Index Terms— Multilevel Systems, Motor Drives
I. NOMENCLATURE Vcell (A,B,C) – Cell voltage (A, B or C) Icell
(A,B,C) – Cell current (A, B or C) SoC - State of Charge
II. INTRODUCTION Recent publications have considered the
relative
merits of battery technologies and have reported that a key
problem with the use of lead acid batteries (the current favoured
solution on the basis of cost) as the main energy store within
hybrid vehicles, is that they are subjected to high charge and
discharge rates when under partial state of charge (SoC)

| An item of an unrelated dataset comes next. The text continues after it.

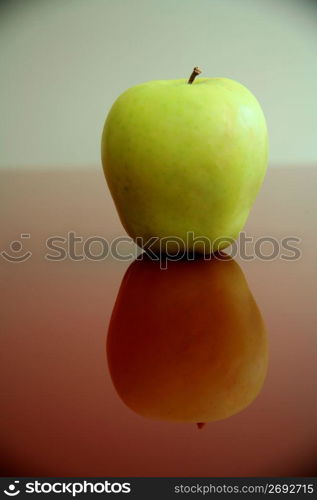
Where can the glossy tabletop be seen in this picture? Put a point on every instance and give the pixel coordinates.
(61, 413)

conditions. This leads to sulphate build-up, cyclic wear, and
ultimately, to failure [1, 2]. In this paper, therefore, the
mitigation of such problems is considered using ‘intelligent
control’ techniques to better utilize the battery and, thereby,
enhance performance and longevity.
This paper investigates the integration of a cascaded H-bridge
multilevel converter with real-time battery management to control
SoC. The cascaded H-bridge converter facilitates superior
electrical output behaviour with reduced current ripple, when
compared to traditional six-switch inverter solutions.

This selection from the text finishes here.